Norton, who had begun to grow up to health, by the end of the first round had already fed on the face of Foreman and was already disoriented for the second round. The plan, which consisted of permanent movements around the ring, working with the second number and attempts to fail Foreman, which initially seemed not so bad, was smashed to smithereens about the harsh reality of the first three minutes and the unpretentious fight style of Big George. Rare defensive maneuver in the form of a beating, more typical of fighters of the early twentieth century, infrequent, but weighty jabs and a series of assorted power strikes, the key among which was a double uppercut that proved incompatible with Norton’s desire to stand.

Perfect physical form, empty and expressing nothing eyes, raised hand and indifference to any opponent. Foreman of the sample of the first half of 1974 is an absolutely mythical character who cannot cope with any Hercules. And at the end of October 1974 there was a turning point in the life and career of George Foreman. In the sunny capital of Zaire Kinshasa, he gave way, being the favorite in the battle, dubbed “The roar in the jungle” to Mohammed Ali. This is a turning point not only in the fate of our hero, but also one of the key events that changed the vector of development of modern culture. Just imagine the world in which Cassius Clay is not the “Greatest”: someone else lights the torch at the Atlanta Olympics, tasteless T-shirts with his image do not go on sale, and photos of sportsmen who are boarded with money are damned etc. and the like. But, we live in a world where Ali is still the “Greatest”. Let it be so, though sometimes you can fantasize about the world in which George Foreman won.

George Foreman – Ron Lyle, 01/24/1976

Well, you know, as it happens – sometimes you want to see two healthy men weighing 100 kg with outrageous physical data just threshing each other. Sometimes you expect this from boxing and nothing more: simply, without unnecessary gestures, without cunning tricks and deceptive maneuvers. Strict front and fire to kill with two hands – an allusion to the battle near the pub.

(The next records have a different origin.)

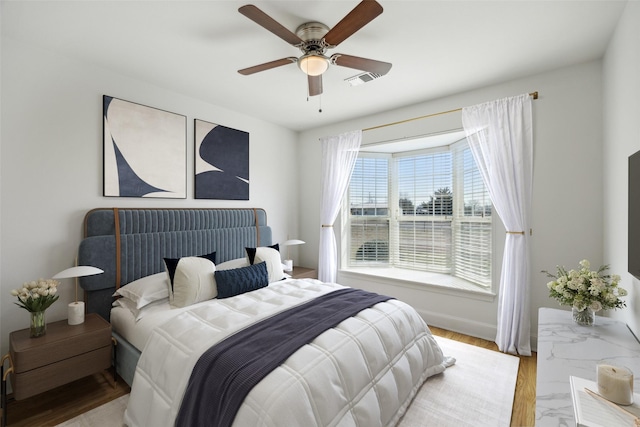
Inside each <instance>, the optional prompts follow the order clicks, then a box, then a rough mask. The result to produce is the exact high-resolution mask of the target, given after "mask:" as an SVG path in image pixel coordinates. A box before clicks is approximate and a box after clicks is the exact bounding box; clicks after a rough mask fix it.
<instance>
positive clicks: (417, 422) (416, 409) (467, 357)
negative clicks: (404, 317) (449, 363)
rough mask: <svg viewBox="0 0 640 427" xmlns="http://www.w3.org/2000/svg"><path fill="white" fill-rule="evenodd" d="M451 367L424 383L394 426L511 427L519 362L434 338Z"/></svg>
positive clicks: (510, 359) (498, 353) (444, 426)
mask: <svg viewBox="0 0 640 427" xmlns="http://www.w3.org/2000/svg"><path fill="white" fill-rule="evenodd" d="M436 340H437V341H438V343H439V344H440V347H441V348H442V351H443V353H444V354H445V355H446V356H453V357H455V358H456V364H455V365H453V366H451V367H449V368H447V369H446V370H445V371H444V372H443V373H442V374H439V375H435V376H433V377H431V378H429V379H428V380H427V381H425V383H424V385H423V386H422V388H421V389H420V391H418V394H417V395H416V397H415V399H414V400H413V402H412V403H411V406H410V407H409V410H408V411H407V413H406V414H405V415H404V417H403V418H402V420H400V423H399V424H398V427H418V426H437V427H463V426H474V427H485V426H486V427H499V426H509V425H510V424H511V411H512V409H513V396H514V393H515V389H516V380H517V378H518V365H519V364H520V359H518V358H517V357H515V356H511V355H508V354H504V353H499V352H497V351H492V350H487V349H484V348H480V347H475V346H471V345H468V344H463V343H460V342H458V341H453V340H449V339H446V338H441V337H436Z"/></svg>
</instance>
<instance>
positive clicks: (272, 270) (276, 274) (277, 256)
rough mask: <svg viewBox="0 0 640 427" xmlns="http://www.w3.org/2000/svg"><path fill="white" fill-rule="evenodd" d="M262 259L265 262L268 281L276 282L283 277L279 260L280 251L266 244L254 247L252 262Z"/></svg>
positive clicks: (261, 261) (260, 259) (279, 258)
mask: <svg viewBox="0 0 640 427" xmlns="http://www.w3.org/2000/svg"><path fill="white" fill-rule="evenodd" d="M263 261H264V262H265V263H266V264H267V272H268V273H269V283H272V282H277V281H279V280H282V279H284V278H285V277H284V270H283V269H282V262H281V261H280V252H278V251H277V250H275V249H273V248H268V247H266V246H261V247H259V248H256V256H255V259H254V261H253V263H254V264H259V263H261V262H263Z"/></svg>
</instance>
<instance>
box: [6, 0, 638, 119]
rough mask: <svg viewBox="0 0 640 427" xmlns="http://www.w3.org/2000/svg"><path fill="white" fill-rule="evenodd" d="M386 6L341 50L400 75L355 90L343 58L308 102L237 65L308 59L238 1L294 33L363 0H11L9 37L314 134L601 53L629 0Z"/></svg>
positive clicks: (235, 109)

The fighters in this fight do not fall into the ring from the gravity of the opponent’s arms, do not twist their legs in a drunken stupor, and do not injure their hands due to an incorrect blow technique and lack of calcium in the body. If so to understand, the current heavyweight fights are nothing but one big battle at the beer, for some reason given out for champion fights with prizes like belts and fees, which would follow the laws of higher justice to be replaced with bonuses in the form of several bottles fire water or free pastime with a microphone in karaoke.

Foreman and Lyle are building solid combinations by the standards of weight, punching into a meeting, revealing a ghostly defense with surgical jabs and distracting blows to the body. There were three knockdowns and one knockout, after all. What are not a hit, then a song whizzing by. Sometimes it seems that it falls to you especially when Foreman delivers an ingenuous blow with a large swing, slowly and with anguish and because it can. After all, the puncher is different. Someone, like Joe Louis, possessing the perfect technique, delivered the most accurate blows to the chin, forcing the opponent to instantly lose support under their feet, someone, like Mike Tyson, relied on speed and the factor of surprise – most of his blows were not visible to opponents, but George relied primarily on abnormal physical capabilities. His sweeping punch, despite all his obviousness, left no chance to his rivals. Technique, tactics, timing, and to hell with it all – George simply had perhaps the greatest blow in boxing history and that was enough to win.